Landscapes of Our Hearts: How Culture Informs Personal Experience
What binds us together? What sets us apart? Three poets explore these questions through very different lenses but with equal urgency and timeliness. JANUARY GILL O’NEIL (Glitter Road) writes joy as an act of resistance against the backdrop of her time in Oxford, Mississippi. JOSÉ OLIVAREZ (Promises of Gold, longlisted for the 2023 National Book Award) explores love in its many forms alongside the complexities of the American Dream. KATE PARTRIDGE (Thine) couples climate change and queer parenthood, observing the ways in which our changing landscape affects our most intimate relationships.
ABOUT THE AUTHORS
JOSÉ OLIVAREZ is the son of Mexican immigrants. His debut book of poems, Citizen Illegal, was a finalist for the PEN/Jean Stein Award and a winner of the 2018 Chicago Review of Books Poetry Prize. It was named a top book of 2018 by the Adroit Journal, NPR, and the New York Public Library. Along with Felicia Chavez and Willie Perdomo, he coedited the poetry anthology The BreakBeat Poets Vol. 4: LatiNext. He cohosts the poetry podcast The Poetry Gods. LEARN MORE
JANUARY GILL O'NEIL was born in Norfolk, Virginia, and earned her BA from Old Dominion University and an MFA from New York University. She is the author of Glitter Road, Rewilding, recognized by Mass Center for the Book as a notable poetry collection for 2018; Misery Islands, winner of a 2015 Paterson Award for Literary Excellence; and Underlife. The recipient of fellowships from Cave Canem and the Barbara Deming Memorial Fund, O'Neil was awarded a Massachusetts Cultural Council grant and was named the John and Renée Grisham Writer in Residence for 2019-2020 at the University of Mississippi, Oxford. She is an associate professor of English at Salem State University and is board chair of the Association of Writers and Writing Programs (2022-2024). She lives in Beverly, Massachusetts. LEARN MORE
KATE PARTRIDGE is the author of two poetry collections: Thine and Ends of the Earth. Her poems have appeared in Copper Nickel, Field, Michigan Quarterly Review, Yale Review, and other journals. She is an assistant professor at Regis University in Denver, Colorado.
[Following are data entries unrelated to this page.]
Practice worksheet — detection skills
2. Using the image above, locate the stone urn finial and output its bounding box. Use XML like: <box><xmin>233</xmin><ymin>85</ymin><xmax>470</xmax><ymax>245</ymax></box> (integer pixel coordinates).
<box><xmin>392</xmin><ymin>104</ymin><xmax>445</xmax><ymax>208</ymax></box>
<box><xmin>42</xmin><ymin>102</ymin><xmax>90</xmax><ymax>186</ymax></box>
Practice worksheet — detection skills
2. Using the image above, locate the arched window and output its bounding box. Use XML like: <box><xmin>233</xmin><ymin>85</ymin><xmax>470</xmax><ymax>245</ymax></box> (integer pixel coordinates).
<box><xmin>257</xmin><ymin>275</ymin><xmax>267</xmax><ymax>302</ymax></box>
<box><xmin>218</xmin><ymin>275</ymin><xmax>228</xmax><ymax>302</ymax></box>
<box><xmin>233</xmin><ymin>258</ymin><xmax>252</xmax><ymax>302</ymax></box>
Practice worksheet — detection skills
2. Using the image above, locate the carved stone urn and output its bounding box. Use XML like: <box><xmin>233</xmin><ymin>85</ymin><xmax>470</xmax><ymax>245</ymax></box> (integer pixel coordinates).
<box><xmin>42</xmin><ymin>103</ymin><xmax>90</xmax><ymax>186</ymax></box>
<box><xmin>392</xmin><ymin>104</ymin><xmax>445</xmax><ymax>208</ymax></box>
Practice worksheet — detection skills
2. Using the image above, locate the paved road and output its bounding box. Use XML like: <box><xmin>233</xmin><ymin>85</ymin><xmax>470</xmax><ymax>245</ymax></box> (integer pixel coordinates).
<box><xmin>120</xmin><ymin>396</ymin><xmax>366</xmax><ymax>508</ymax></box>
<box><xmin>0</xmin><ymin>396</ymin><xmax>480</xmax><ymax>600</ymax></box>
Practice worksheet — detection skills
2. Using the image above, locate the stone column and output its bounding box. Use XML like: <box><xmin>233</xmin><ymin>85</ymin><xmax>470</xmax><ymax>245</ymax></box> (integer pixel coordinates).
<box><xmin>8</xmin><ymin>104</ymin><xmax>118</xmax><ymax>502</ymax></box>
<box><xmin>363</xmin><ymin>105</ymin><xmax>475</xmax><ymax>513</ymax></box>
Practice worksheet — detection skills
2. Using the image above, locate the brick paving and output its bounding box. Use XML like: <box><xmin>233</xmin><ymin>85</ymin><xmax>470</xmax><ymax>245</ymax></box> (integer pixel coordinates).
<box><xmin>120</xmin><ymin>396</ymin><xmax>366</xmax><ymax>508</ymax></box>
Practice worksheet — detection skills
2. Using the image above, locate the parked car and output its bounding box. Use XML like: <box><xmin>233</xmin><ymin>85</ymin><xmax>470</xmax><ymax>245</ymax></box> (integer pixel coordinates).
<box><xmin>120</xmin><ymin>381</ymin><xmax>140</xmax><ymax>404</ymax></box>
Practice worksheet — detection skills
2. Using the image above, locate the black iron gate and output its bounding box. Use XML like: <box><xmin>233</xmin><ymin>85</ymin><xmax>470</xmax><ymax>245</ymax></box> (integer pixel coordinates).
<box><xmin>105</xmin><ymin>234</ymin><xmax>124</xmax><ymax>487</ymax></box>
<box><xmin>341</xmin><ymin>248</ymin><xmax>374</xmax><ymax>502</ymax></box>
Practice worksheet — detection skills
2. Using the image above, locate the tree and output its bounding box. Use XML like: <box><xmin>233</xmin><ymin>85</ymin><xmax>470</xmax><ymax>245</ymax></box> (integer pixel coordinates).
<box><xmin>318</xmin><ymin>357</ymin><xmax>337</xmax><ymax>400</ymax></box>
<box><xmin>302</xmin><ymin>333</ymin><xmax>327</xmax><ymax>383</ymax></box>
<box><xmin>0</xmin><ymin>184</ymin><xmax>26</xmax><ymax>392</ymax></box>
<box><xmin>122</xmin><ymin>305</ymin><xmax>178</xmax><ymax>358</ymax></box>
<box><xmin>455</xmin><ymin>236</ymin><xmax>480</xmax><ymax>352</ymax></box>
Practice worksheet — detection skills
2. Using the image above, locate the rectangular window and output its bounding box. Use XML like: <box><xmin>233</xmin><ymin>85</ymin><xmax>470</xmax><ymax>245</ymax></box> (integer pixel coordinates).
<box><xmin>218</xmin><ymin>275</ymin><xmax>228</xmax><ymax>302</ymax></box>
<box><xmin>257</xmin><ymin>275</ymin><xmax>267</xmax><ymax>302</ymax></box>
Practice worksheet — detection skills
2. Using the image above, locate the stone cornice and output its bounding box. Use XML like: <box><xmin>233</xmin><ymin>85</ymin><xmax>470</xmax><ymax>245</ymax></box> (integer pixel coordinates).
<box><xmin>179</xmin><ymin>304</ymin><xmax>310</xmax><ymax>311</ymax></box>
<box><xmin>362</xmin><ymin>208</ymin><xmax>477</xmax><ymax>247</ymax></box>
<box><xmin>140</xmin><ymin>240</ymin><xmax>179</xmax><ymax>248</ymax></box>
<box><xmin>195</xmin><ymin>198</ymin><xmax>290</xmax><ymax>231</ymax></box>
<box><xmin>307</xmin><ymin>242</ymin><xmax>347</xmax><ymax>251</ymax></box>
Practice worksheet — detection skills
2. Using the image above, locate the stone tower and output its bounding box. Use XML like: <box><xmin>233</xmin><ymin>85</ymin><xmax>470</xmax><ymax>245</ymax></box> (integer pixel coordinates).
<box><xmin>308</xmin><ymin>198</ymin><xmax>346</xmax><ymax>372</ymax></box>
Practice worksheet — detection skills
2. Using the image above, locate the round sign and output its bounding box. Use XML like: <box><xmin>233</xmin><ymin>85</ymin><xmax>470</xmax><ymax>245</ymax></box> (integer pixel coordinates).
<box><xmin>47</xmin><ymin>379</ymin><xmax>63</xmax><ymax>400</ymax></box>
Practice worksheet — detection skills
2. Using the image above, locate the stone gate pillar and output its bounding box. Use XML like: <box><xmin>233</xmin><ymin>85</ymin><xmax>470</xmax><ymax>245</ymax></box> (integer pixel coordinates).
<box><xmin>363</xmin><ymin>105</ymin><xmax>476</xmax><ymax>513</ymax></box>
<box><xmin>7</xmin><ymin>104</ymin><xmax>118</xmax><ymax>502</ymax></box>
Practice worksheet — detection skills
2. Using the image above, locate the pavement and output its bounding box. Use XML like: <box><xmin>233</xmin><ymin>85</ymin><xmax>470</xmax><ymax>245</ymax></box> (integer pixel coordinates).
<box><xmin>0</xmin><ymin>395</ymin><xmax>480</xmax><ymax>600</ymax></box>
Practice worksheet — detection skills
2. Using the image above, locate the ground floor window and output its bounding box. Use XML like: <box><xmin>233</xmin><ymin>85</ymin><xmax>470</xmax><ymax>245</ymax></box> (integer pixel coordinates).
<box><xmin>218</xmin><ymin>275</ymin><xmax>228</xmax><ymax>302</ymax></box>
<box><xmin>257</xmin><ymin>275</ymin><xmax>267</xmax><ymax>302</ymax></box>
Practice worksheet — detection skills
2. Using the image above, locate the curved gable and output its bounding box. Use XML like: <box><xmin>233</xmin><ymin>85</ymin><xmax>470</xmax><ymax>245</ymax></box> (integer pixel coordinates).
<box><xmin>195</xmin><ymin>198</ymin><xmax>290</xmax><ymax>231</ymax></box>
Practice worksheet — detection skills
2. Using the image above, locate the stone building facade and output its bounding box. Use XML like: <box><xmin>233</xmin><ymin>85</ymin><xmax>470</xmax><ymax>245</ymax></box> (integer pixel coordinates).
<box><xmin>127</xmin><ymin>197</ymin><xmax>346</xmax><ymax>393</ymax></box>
LEARN MORE
HOST
EMILIA PHILLIPS (they/them) is the author of five poetry collections from the University of Akron Press, including Nonbinary Bird of Paradise (2024) and Embouchure (2021), and four chapbooks. Their poetry, creative nonfiction, and book reviews have appeared widely. They are an Associate Professor of Creative Writing in the Department of English; MFA in Writing Program; and the Women’s, Gender, and Sexuality Studies Program at UNC Greensboro.